Habeeb graduated from the University of Virginia School of Law with a J.D. in 1991 but never practiced law, having spent time after college exploring writing, acting and other pursuits.

== Our American Stories ==
Habeeb is the host and founder of Our American Stories, a storytelling radio show and podcast featuring stories that highlight American life including, history, sports, music, free enterprise, charity, faith, family and more. The show studiously stays away from politics, opinion or the news of the day. "It's the most refreshing, classiest and best produced spoken word podcast and radio show to come down the pike in years," Michael Harrison said in Talkers.com. "And one of the fastest growing shows, too."

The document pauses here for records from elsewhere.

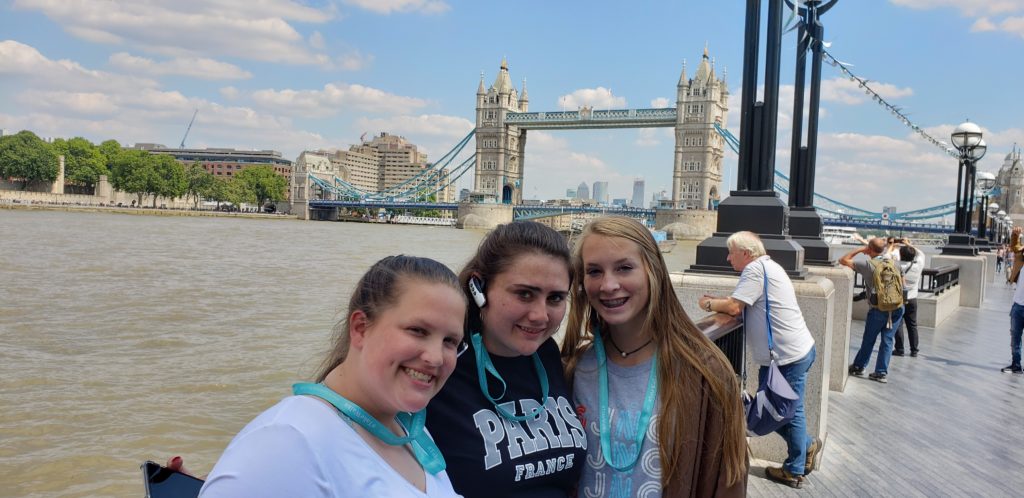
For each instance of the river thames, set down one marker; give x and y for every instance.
(127, 338)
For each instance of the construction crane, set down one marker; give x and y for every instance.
(182, 146)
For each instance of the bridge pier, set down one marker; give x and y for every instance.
(691, 224)
(483, 215)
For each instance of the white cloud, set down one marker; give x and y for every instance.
(353, 60)
(316, 40)
(659, 102)
(388, 6)
(983, 25)
(84, 104)
(259, 31)
(25, 61)
(205, 69)
(335, 97)
(599, 97)
(653, 136)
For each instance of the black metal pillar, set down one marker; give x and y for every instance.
(962, 243)
(805, 223)
(755, 206)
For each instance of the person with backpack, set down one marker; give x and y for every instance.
(884, 284)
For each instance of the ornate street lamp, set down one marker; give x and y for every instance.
(1000, 237)
(985, 182)
(968, 140)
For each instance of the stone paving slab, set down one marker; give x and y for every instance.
(948, 422)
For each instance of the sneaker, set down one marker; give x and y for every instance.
(782, 475)
(813, 454)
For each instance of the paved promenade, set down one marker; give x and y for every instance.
(948, 422)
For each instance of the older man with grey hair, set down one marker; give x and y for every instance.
(765, 295)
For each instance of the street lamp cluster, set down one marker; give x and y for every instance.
(969, 142)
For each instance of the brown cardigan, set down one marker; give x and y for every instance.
(704, 474)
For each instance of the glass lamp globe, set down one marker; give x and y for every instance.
(966, 134)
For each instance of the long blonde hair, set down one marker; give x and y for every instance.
(682, 348)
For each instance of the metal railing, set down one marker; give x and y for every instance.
(933, 281)
(727, 333)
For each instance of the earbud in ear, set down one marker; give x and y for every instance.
(476, 289)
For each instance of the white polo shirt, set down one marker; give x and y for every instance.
(792, 338)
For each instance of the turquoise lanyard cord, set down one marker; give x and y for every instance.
(483, 366)
(645, 413)
(423, 447)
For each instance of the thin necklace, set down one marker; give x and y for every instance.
(627, 462)
(625, 354)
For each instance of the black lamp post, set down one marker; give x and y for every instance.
(985, 182)
(968, 140)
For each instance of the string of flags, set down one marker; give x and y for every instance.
(893, 109)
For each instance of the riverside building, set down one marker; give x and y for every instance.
(372, 167)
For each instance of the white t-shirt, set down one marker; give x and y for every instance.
(303, 447)
(911, 274)
(790, 333)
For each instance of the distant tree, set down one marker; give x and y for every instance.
(83, 161)
(263, 182)
(169, 180)
(216, 191)
(132, 171)
(199, 179)
(111, 150)
(26, 158)
(238, 192)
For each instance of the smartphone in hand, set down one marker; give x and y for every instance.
(164, 483)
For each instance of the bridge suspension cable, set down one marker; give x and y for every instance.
(838, 208)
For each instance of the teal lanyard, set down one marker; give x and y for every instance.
(483, 366)
(423, 447)
(645, 413)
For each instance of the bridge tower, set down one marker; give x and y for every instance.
(1011, 182)
(700, 102)
(500, 147)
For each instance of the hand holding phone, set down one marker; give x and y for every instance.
(165, 483)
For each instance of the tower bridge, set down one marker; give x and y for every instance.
(502, 121)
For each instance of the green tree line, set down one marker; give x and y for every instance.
(27, 159)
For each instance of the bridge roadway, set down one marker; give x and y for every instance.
(948, 422)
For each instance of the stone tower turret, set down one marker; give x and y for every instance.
(700, 102)
(500, 147)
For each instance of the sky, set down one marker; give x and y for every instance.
(295, 75)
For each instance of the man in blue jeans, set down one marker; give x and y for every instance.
(1016, 315)
(794, 345)
(878, 322)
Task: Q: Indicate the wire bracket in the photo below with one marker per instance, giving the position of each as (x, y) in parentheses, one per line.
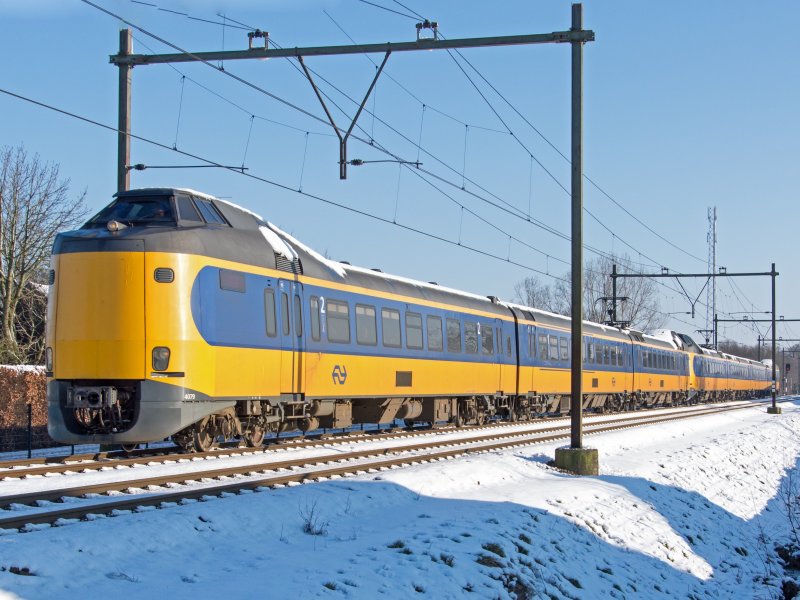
(343, 138)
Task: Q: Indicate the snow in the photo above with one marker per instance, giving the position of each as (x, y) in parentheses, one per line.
(337, 268)
(256, 216)
(26, 368)
(678, 510)
(278, 245)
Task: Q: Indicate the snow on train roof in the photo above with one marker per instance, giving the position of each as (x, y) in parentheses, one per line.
(539, 311)
(332, 265)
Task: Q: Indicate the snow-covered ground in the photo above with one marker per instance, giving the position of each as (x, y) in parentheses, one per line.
(685, 509)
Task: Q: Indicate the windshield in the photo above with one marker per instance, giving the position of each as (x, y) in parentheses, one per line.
(139, 210)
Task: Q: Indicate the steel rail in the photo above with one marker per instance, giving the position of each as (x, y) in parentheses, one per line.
(474, 445)
(97, 461)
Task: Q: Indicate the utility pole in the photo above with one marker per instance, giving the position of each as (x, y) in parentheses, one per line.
(576, 458)
(711, 293)
(124, 122)
(576, 36)
(774, 409)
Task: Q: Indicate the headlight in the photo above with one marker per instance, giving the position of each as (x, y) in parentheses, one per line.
(160, 358)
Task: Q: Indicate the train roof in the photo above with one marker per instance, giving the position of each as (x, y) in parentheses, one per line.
(315, 265)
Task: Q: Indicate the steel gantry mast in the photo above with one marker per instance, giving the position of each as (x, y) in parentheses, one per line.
(574, 458)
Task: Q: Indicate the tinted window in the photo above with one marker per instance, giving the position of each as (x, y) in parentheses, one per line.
(435, 334)
(390, 320)
(487, 339)
(285, 314)
(553, 343)
(453, 335)
(209, 211)
(315, 318)
(187, 211)
(269, 312)
(298, 316)
(562, 342)
(471, 337)
(542, 346)
(232, 281)
(366, 328)
(414, 331)
(140, 210)
(338, 320)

On August 2, 2021, Our American Stories was signed to a syndication deal with Premiere Networks, a subsidiary of iHeartMedia. In November 2025 Premiere Networks announced several new affiliate stations for Our American Stories, including: WOR in New York; KNEW in San Francisco; WTAM in Cleveland; and WOND in Atlantic City. The show is carried on 480 stations across the country.

The show was ranked #98 in Talkers Heavy Hundred in 2018, #28 in 2020 and in 2025, made its way to the Top 10 - at #10.

As part of the White House “Story of America” series (released in August 2025), Habeeb tells the story of John Adams and his defense of the Redcoats in the Boston Massacre trial. The series was created in partnership with Hillsdale College and the U.S. Department of Education.

==Personal life==
Habeeb graduated from the University of Virginia School of Law (Class of 1991).

He lived in Washington, DC from 2001-2007, in Oxford, MS from 2007-2025. Since 2026, he has lived in Ft. Worth, TX. with his wife and daughter.